Abstract
Six novel triorganotin(IV) 2-maleimidopropanoato complexes: R3SnOCOCH3(CH)(COCH)2, (R: Me(1), Et(2), n-Pr(3), n-Bu(4), Ph(5), Bz(6) have been synthesized. Their solid-state configuration has been determined by FT IR and 119mSn Mössbauer spectroscopy. The tin(IV) atom is five-coordinated in all the complexes with 2-maleimidopropanoic acid behaving as a monoanionic bidentate ligand coordinating the tin(IV) atom through a chelating or bridging carboxylate group. The solution-state configuration has been elucidated by means of 1H-, 13C- and 119Sn-NMR spectroscopy which assigned a tetrahedron. Elemental analysis and FAB MS data also supported a 1:1 metal to ligand stoichiometry. The title complexes have been screened in vitro for anti-tumour, anti-fungal, anti-leishmanial and urease inhibition activities and displayed promising results.
Introduction
Metal complexes generally and organotin(IV) compounds especially constitute an important class of compounds which find a number of daily life biomedical and commercial applications like wood preservatives, anti-fouling paints, agricultural fungicides etc. Citation1-4. During the past few decades, pharmaceutical properties of organotin(IV) carboxylates have been investigated for their anti-tumour activity Citation5-9. Generally, the toxicity of organotin(IV) complexes is influenced by the structure of the ligand and its ability to coordinate and the order of toxicity is R3SnR′> R2SnR′2> RSnR′3 [Citation10]. Organotin(IV) carboxylates containing biologically active ligands like amino acids and their derivatives have found considerable attention due to significant bioactivity Citation11-19. Recently, we have reported organotin(IV) complexes of different N-protected amino acids, but triorganotin(IV) esters of 2-maleimidopropanoic acid have not yet been reported and deserve detailed investigation Citation19-23. We are of the view that it was of interest to synthesize, characterize and assess the in vitro bio-potential and structure-activity-relationship of such complexes.
Experimental
Materials
2-Aminopropanoic acid, maleic anhydride, triethylamine, trimethyltin(IV) chloride, triethyltin(IV) chloride, tripropyltin(IV) chloride, tributyltin(IV) chloride and triphenyltin(IV) chloride were Sigma or Fluka products of analytical purity and used as such, while tribenzyltin(IV) chloride was prepared according to a reported procedure [Citation24]. Solvents used during this work were dried as reported [Citation25]. Jack bean and Bacillus pasteurii urease were obtained from Sigma–Aldrich.
Instrumentation
Elemental analyses (C, H, N) were performed on a Yanaco high-speed CHN analyzer; antipyrene was used as a reference, while the tin content was estimated according to reported procedures [Citation26]. Uncorrected melting point was taken on a Reichert Thermovar (F. G. Bode Co., Austria).
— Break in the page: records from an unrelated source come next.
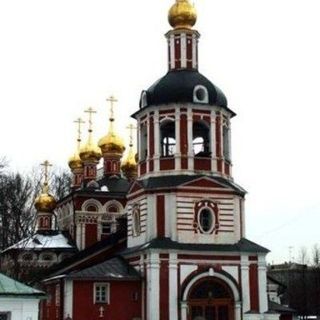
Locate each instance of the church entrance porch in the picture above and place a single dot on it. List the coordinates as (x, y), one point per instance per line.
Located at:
(210, 299)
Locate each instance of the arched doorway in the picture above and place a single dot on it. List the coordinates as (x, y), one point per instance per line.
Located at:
(210, 299)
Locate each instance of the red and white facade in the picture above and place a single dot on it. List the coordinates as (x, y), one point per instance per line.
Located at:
(185, 216)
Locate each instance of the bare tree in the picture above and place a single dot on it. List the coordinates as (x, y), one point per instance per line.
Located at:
(316, 255)
(303, 255)
(17, 195)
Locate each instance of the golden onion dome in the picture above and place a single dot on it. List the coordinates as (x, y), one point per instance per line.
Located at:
(90, 152)
(45, 202)
(111, 143)
(75, 162)
(182, 15)
(129, 165)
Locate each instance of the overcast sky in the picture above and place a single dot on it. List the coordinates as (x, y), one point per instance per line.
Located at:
(59, 57)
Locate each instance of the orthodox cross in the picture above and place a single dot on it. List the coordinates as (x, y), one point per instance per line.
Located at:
(90, 111)
(112, 100)
(131, 127)
(79, 122)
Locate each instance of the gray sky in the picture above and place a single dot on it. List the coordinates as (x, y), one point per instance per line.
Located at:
(59, 57)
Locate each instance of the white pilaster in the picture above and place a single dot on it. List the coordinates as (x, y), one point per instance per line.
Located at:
(183, 50)
(237, 311)
(68, 299)
(148, 144)
(237, 225)
(171, 216)
(78, 235)
(262, 284)
(151, 217)
(178, 144)
(190, 139)
(245, 284)
(213, 142)
(184, 310)
(83, 236)
(156, 141)
(172, 52)
(173, 286)
(243, 217)
(153, 287)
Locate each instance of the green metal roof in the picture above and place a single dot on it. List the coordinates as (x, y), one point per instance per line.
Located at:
(10, 287)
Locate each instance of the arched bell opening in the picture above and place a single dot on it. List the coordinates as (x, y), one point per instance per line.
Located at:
(168, 138)
(201, 139)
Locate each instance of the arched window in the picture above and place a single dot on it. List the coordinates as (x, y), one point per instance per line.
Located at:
(168, 138)
(136, 227)
(27, 257)
(226, 142)
(143, 99)
(144, 141)
(92, 208)
(210, 289)
(109, 219)
(201, 141)
(206, 219)
(107, 224)
(200, 94)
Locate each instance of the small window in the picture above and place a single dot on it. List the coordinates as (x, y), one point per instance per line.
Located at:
(205, 220)
(108, 224)
(136, 229)
(143, 142)
(27, 257)
(200, 94)
(102, 293)
(168, 138)
(47, 257)
(201, 139)
(5, 315)
(92, 208)
(226, 143)
(57, 295)
(143, 100)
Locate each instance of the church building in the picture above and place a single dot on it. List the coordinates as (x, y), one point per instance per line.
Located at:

The FT IR spectra of the pure solid samples were recorded on a Bruker FT IR spectrophotometer TENSOR27 (ZnSe) using OPUS software covering 5000–400 cm− 1.
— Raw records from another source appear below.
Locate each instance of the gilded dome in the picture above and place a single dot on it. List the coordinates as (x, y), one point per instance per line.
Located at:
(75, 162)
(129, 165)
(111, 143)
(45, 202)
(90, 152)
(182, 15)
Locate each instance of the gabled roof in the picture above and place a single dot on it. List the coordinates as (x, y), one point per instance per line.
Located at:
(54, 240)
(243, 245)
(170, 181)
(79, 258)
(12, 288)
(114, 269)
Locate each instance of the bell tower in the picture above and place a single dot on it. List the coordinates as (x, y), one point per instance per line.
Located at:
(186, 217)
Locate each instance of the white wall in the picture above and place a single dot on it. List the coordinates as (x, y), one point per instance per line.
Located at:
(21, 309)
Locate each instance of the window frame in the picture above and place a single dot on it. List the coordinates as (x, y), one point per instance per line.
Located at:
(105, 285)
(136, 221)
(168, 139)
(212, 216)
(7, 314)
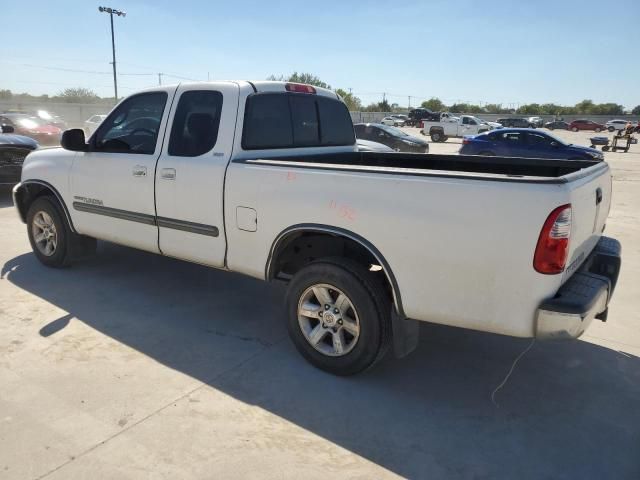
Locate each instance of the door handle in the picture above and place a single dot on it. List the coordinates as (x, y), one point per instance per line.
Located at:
(168, 173)
(139, 171)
For Mössbauer measurements, the solid samples were maintained by liquid nitrogen at a temperature of 77.3°K, using a V. G. Micromass 7070 F Cryolid liquid nitrogen cryostat. The multichannel calibration was performed with an enriched iron foil using 57Co–Pd source, while the zero point of the Doppler velocity scale was determined through the absorption spectra of CaSnO3 (119Sn = 0.5 mg cm− 2). The resulting 5 × 105 -count spectra were refined to obtain the isomeric shift, IS (mm s− 1), the nuclear quadrupole splitting QS, ρ (mm s− 1) and the width at half-height of the resonant peaks, Γ (mm s− 1).
1H- and 13C NMR spectra (CDCl3) were recorded on a multinuclear Bruker Biospin AMX 300 MHz, FT NMR spectrometer using 300 and 75 MHz, respectively, at room temperature employing TMS as internal reference. 119Sn NMR spectra in CDCl3 were recorded at 186.50 MHz on a Bruker AMX 500 spectrophotometer using external neat SnMe4 (δ119Sn = 0 ppm). EI mass spectra were recorded using a model MAT 112, Double-Focusing Mass Spectrometer (Finnigan).
Methods
Synthesis of 2-maleimidopropanoic acid
Maleic anhydride (10 g, 101.9782 mmoles) was dissolved in acetic acid (150 mL) and a cold solution of 2-aminopropanoic acid (9.0852 g, 101.9782 mmoles) in acetic acid (150 mL) added. The mixture was stirred at room temperature for 3 h resulting in a white precipitate which was washed thrice with cold water and recrystallized from water to get maleamic acid of analytical purity. Maleamic acid (5 g, 26.7165 mmoles) was suspended in dry toluene (350 mL), triethylamine (7.4806 mL, 53.433 mmoles) added and the suspension refluxed with rigorous stirring for 1.5 h with the concomitant removal of water using a Dean-Stark separator. The solvent was removed on a rotary evaporator (Büchi) leaving a hygroscopic solid; HCl was added up to pH 2 and the residue was extracted with ethyl acetate and the extract dried over anhydrous MgSO4 and evaporated. The solid mass left was recrystallized from hexane (see ).
Scheme 1 Synthesis of organotin (IV) esters.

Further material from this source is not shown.